Associate Justice of the Rhode Island Superior Court
- In office 2000 – April 28, 2010
- Appointed by: Lincoln Almond
- Succeeded by: Brian Van Couyghen

Member of the Rhode Island House of Representatives from the 48th district
- In office January 1, 1985 – January 3, 1989
- Preceded by: Roger L. Pearson
- Succeeded by: Donald Lally

Personal details
- Born: August 31, 1941 (age 84) Providence, Rhode Island
- Party: Republican
- Spouse: Elizabeth L. (Wescott) Indeglia
- Education: Boston College University of Michigan Law School

= Gilbert V. Indeglia =

American judge

Gilbert V. Indeglia (born August 31, 1941) is a former justice of the Rhode Island Supreme Court.

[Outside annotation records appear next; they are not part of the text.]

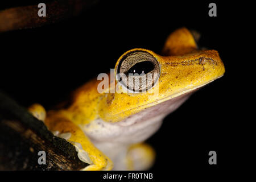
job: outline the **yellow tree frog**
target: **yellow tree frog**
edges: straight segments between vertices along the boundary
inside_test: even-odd
[[[136,72],[156,75],[148,84],[139,84],[146,92],[125,90],[129,82],[117,77]],[[102,81],[95,78],[73,92],[67,107],[46,112],[35,104],[29,110],[75,146],[80,160],[90,164],[82,169],[147,169],[155,154],[144,141],[192,93],[224,72],[218,52],[199,49],[192,34],[181,28],[168,37],[161,55],[142,48],[124,53],[115,79],[104,92],[98,89]]]

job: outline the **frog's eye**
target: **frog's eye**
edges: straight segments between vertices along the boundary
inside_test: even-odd
[[[115,74],[117,81],[128,89],[141,92],[156,84],[160,76],[160,65],[151,53],[135,51],[122,56]]]

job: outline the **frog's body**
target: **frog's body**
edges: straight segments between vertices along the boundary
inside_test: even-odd
[[[163,55],[166,56],[134,49],[125,53],[117,63],[116,75],[126,66],[130,68],[147,59],[157,63],[154,62],[154,70],[159,74],[158,82],[144,93],[127,93],[117,80],[100,93],[101,81],[93,80],[74,92],[67,109],[47,112],[46,125],[76,146],[80,158],[91,164],[85,169],[111,169],[113,163],[114,169],[150,167],[155,153],[142,142],[193,92],[225,72],[218,52],[198,50],[185,28],[170,35]],[[109,92],[113,89],[118,92]],[[35,107],[38,109],[30,109],[33,114],[38,116],[44,113],[40,106]]]

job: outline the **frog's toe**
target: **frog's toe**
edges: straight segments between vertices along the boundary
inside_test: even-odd
[[[34,104],[28,107],[28,111],[39,120],[44,122],[46,118],[46,111],[42,105]]]
[[[129,170],[147,170],[154,164],[155,152],[151,146],[139,143],[130,147],[127,155]]]

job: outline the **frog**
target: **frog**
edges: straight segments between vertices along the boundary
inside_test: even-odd
[[[217,51],[199,48],[198,35],[185,27],[175,30],[159,55],[129,50],[118,59],[114,73],[106,74],[114,79],[102,92],[102,80],[95,78],[76,89],[65,106],[46,111],[35,104],[28,110],[75,146],[79,159],[89,164],[81,170],[148,169],[156,154],[145,141],[193,93],[225,73]],[[156,76],[131,88],[127,78],[137,72],[144,73],[139,78]]]

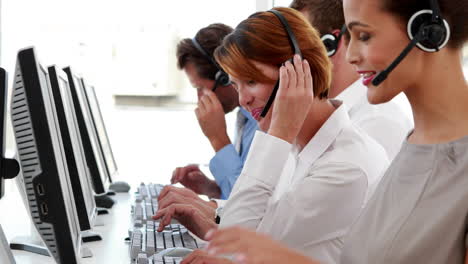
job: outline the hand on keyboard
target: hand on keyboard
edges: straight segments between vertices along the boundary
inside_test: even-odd
[[[192,205],[172,204],[165,209],[158,210],[153,217],[154,220],[161,219],[157,231],[162,232],[167,225],[171,224],[173,218],[200,238],[204,238],[210,229],[218,226],[213,218],[207,218]]]
[[[191,194],[186,195],[187,191],[188,193],[193,193],[185,188],[176,188],[173,186],[165,187],[159,197],[159,210],[166,209],[173,204],[185,204],[197,208],[207,219],[213,219],[214,221],[216,215],[216,203],[204,201],[195,193],[193,193],[195,196],[192,196]]]
[[[229,259],[210,256],[206,251],[196,250],[188,255],[180,264],[195,264],[195,263],[210,263],[210,264],[234,264]]]

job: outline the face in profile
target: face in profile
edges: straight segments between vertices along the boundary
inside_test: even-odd
[[[278,79],[279,69],[277,67],[252,61],[252,63],[259,69],[266,77],[271,79]],[[239,103],[257,120],[258,126],[262,131],[268,131],[271,123],[271,115],[273,112],[273,105],[270,107],[268,114],[265,118],[261,118],[260,114],[265,107],[268,98],[273,91],[275,83],[260,83],[255,80],[235,78],[231,76],[233,86],[239,93]]]
[[[215,84],[214,80],[200,77],[196,70],[196,66],[193,63],[187,63],[184,67],[184,72],[192,87],[197,89],[198,100],[200,100],[204,90],[211,90]],[[224,113],[231,112],[239,105],[237,91],[232,87],[232,85],[218,86],[215,94],[223,106]]]
[[[351,39],[347,60],[354,65],[368,87],[367,98],[372,104],[390,101],[424,76],[423,51],[415,48],[379,86],[372,80],[385,70],[410,42],[406,24],[382,11],[380,0],[344,0],[345,20]]]

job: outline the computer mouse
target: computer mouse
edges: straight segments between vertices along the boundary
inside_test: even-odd
[[[185,258],[192,252],[192,249],[182,247],[166,248],[163,251],[156,253],[156,257]]]
[[[97,207],[110,209],[114,206],[114,199],[110,198],[107,195],[95,195],[94,200],[96,201]]]
[[[123,181],[117,181],[113,182],[110,186],[109,189],[115,191],[115,192],[128,192],[130,191],[130,185],[126,182]]]

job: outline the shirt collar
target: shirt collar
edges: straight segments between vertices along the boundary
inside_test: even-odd
[[[303,162],[313,164],[335,142],[343,128],[351,123],[346,105],[339,100],[330,102],[336,110],[299,153],[298,158]]]
[[[351,111],[362,100],[367,101],[367,87],[358,79],[348,88],[344,89],[335,99],[343,101]]]

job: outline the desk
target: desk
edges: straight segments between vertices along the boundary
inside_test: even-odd
[[[133,202],[133,195],[120,193],[112,197],[116,200],[116,203],[109,210],[110,214],[100,215],[97,219],[98,222],[105,225],[93,228],[93,231],[99,233],[103,240],[82,244],[91,250],[93,257],[81,259],[81,264],[130,263],[128,244],[124,242],[124,238],[128,236],[128,228],[130,227],[130,206]],[[7,228],[10,228],[10,226],[4,226],[4,229]],[[11,239],[11,237],[8,236],[8,239]],[[12,252],[17,264],[54,263],[50,257],[19,250],[13,250]]]

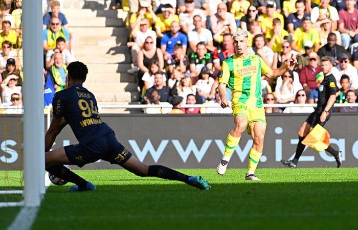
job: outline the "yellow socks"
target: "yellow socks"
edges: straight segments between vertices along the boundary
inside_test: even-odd
[[[251,148],[250,153],[249,154],[248,174],[255,174],[255,170],[257,167],[257,164],[259,164],[261,155],[262,155],[262,152],[258,152]]]
[[[235,150],[235,149],[236,148],[237,145],[239,144],[240,137],[234,137],[229,133],[229,135],[228,135],[228,138],[226,140],[225,152],[224,152],[224,155],[222,158],[223,160],[228,162],[230,160],[230,158],[231,158],[231,155],[232,155],[233,152],[234,152],[234,150]]]

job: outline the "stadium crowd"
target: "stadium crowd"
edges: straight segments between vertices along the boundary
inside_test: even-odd
[[[3,108],[22,106],[23,28],[22,0],[5,0],[0,3],[0,104]],[[64,88],[66,65],[74,60],[68,31],[68,22],[61,12],[61,4],[56,0],[42,1],[43,82],[44,105],[51,103],[57,91]],[[20,113],[10,110],[5,113]]]
[[[356,0],[127,0],[133,66],[145,104],[171,104],[150,113],[230,113],[219,105],[222,61],[235,53],[231,35],[250,32],[249,52],[271,67],[291,57],[299,65],[274,81],[261,78],[265,104],[314,103],[322,76],[320,58],[332,57],[338,103],[355,103],[358,89],[358,1]],[[318,83],[317,83],[318,82]],[[230,90],[227,88],[231,100]],[[266,108],[266,113],[305,113],[312,107]],[[336,109],[356,112],[356,107]]]

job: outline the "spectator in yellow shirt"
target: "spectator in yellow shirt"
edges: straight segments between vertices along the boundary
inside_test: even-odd
[[[174,21],[179,22],[179,17],[174,13],[174,9],[170,4],[164,4],[162,12],[156,15],[158,21],[155,23],[155,32],[158,37],[163,37],[164,33],[170,31],[170,25]]]
[[[274,29],[266,33],[266,38],[270,40],[267,45],[274,52],[282,51],[282,43],[288,36],[288,32],[282,28],[280,19],[275,17],[273,20]]]
[[[129,25],[132,30],[139,30],[139,24],[142,19],[146,18],[149,21],[149,25],[156,23],[158,19],[155,13],[153,11],[153,7],[150,3],[141,1],[139,2],[139,10],[133,13],[129,18]]]
[[[286,18],[288,17],[289,14],[296,13],[296,2],[297,0],[285,0],[282,4],[282,10],[283,14]]]
[[[250,6],[250,3],[247,0],[235,0],[231,5],[230,12],[235,15],[235,21],[238,28],[240,28],[241,17],[248,13]]]
[[[11,42],[12,47],[17,48],[17,34],[14,30],[11,29],[11,22],[10,21],[3,21],[2,22],[3,32],[0,33],[0,43],[4,41],[9,41]]]
[[[291,47],[293,50],[298,52],[299,54],[305,53],[303,44],[306,41],[311,41],[313,43],[315,51],[317,52],[320,49],[320,35],[317,30],[311,28],[310,17],[306,16],[303,18],[302,27],[296,29],[292,36]]]
[[[281,25],[283,26],[284,23],[283,16],[278,13],[276,10],[276,3],[274,1],[267,1],[266,3],[266,13],[261,15],[258,18],[260,26],[263,34],[265,34],[269,32],[270,30],[274,29],[273,21],[275,17],[277,17],[280,19]]]

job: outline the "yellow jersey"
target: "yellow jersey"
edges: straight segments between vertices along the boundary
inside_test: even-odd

Gilbert Indeglia was born into a family of attorneys and is a grandson of Rhode Island's first official public defender. Indeglia is a 1959 graduate of Providence's Classical High School, a 1963 graduate of Boston College, and a 1966 graduate of the University of Michigan Law School. After graduation Indeglia worked in private practice for 20 years and served in the RI Air National Guard from 1967 to 1972. He also served as a South Kingstown probate judge and town solicitor and in the Rhode Island House of Representatives in the 48th District from 1985 to 1989 as a Republican. Indeglia was a member of the House Judiciary Committee that presided over impeachment proceedings for the late Supreme Court Chief Justice Joseph A. Bevilacqua. Indeglia also served as a member of the South Kingstown Town Council from 1977 to 1984. Indeglia was appointed to the Rhode Island District Court in 1989 and the Rhode Island Superior Court in 2000. In 2010 Governor Donald Carcieri appointed him to the Rhode Island Supreme Court.

On January 10, 2020, Indeglia announced his intent to retire at the end of June 2020.

==Family life==
Indeglia is married to the former Elizabeth L. Westcott and as of 2010 has two children and three grandchildren.